The key to storage performance is not capacity – it’s efficiency. Top performance relies on a fully integrated storage architecture supplied by a single vendor who is able to optimize from the drive to the file system.
Low-efficiency storage systems by their very nature require IT to add hardware and storage capacity just to attain target performance levels. This increased complexity adds costs, enlarges the physical storage footprint, and degrades the overall reliability of the system, limiting the availability and operational performance of the entire HPC infrastructure.
Searching for a Solution: Start with the Disk Drive
When investigating HPC storage solutions, ask the vendor if the proposed hardware is necessary to achieve your desired performance. Be on guard to ensure your vendor isn’t adding capacity just to hit rack-scale performance numbers, thus leaving a lot of wasted capacity on the table.

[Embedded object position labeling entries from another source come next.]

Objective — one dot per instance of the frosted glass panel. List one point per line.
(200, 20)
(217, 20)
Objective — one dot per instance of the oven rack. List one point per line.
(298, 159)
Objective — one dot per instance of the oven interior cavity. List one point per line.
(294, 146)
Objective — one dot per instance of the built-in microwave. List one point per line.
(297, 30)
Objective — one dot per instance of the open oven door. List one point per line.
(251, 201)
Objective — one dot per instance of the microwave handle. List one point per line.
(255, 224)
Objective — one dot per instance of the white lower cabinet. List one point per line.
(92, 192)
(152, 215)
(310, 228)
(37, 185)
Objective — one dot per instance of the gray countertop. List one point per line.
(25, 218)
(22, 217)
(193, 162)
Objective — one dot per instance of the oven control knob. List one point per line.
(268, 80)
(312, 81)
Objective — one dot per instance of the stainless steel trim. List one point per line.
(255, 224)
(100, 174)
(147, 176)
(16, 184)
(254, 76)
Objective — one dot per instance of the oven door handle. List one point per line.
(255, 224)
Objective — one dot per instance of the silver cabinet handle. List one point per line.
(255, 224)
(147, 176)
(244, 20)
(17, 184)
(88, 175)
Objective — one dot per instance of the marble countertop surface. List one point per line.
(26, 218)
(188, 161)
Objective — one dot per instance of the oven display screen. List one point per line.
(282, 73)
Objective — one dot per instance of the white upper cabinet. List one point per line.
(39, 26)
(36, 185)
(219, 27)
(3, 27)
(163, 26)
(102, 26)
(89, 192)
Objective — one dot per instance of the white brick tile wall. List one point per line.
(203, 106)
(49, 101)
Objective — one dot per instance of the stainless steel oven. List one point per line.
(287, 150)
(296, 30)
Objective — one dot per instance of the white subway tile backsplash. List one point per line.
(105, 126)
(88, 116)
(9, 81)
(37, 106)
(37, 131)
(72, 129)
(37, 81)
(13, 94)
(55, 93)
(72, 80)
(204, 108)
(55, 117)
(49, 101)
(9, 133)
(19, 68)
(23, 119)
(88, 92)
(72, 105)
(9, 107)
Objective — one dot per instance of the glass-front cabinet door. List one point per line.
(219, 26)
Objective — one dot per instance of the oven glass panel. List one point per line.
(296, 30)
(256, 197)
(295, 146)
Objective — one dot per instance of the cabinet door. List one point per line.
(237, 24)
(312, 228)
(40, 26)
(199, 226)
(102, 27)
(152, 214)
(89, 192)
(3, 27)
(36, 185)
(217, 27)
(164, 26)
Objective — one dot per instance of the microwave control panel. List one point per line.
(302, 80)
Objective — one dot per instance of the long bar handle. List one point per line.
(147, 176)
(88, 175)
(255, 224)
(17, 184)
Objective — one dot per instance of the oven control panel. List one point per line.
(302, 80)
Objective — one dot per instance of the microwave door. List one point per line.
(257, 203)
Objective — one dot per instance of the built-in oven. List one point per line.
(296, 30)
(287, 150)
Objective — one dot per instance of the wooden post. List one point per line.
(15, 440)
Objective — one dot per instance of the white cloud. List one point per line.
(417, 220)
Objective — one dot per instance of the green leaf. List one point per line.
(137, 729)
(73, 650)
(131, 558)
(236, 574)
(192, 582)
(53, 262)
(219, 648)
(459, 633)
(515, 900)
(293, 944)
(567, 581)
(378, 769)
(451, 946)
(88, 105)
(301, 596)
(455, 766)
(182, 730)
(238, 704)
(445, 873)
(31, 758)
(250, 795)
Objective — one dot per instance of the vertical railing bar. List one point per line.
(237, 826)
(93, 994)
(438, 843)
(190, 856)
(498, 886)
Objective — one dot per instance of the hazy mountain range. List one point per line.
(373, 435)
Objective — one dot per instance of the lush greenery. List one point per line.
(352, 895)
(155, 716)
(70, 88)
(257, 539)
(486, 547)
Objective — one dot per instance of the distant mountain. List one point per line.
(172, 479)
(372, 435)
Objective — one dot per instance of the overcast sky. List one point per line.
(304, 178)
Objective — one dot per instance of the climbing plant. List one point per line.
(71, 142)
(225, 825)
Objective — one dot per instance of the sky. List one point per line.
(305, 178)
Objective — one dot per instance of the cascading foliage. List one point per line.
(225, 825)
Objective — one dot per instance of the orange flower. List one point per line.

Seagate, with its 30-year history of designing and manufacturing drives, knows how to combine performance with efficiency. Only Seagate designs and manufactures the disk drives and the enclosures. It conducts proprietary testing on the system and/or rack-level solution, and uses its software expertise and management-layer capabilities to deliver an optimized end-do-end solution no other company can match.
The result: an HPC storage solution that can provide twice the performance and twice the efficiency of competitive offerings.
ClusterStor Solutions
Consider the Seagate ClusterStor family. These systems leverage Lustre, an open source high-performance parallel file system, to deliver balanced scale-out storage with the greatest performance per disk.
Disk efficiency translates into performance increases and reduced costs – fewer devices, fewer failures, reduced management, and improved TCO. The savings at a small scale are impressive; at a large scale the savings are dramatic: sometimes hundreds of thousands of dollars in operational costs alone.
In Conclusion
Seagate achieves unprecedented HPC storage efficiency – with an associated reduction in costs and boost in performance to handle the most difficult technical computing and big data problems – by starting at the fundamental level: the disk drive combined with a unique enclosure design. Anyone can throw hardware at a storage problem to scale up and meet performance objectives. But not everyone can do it efficiently.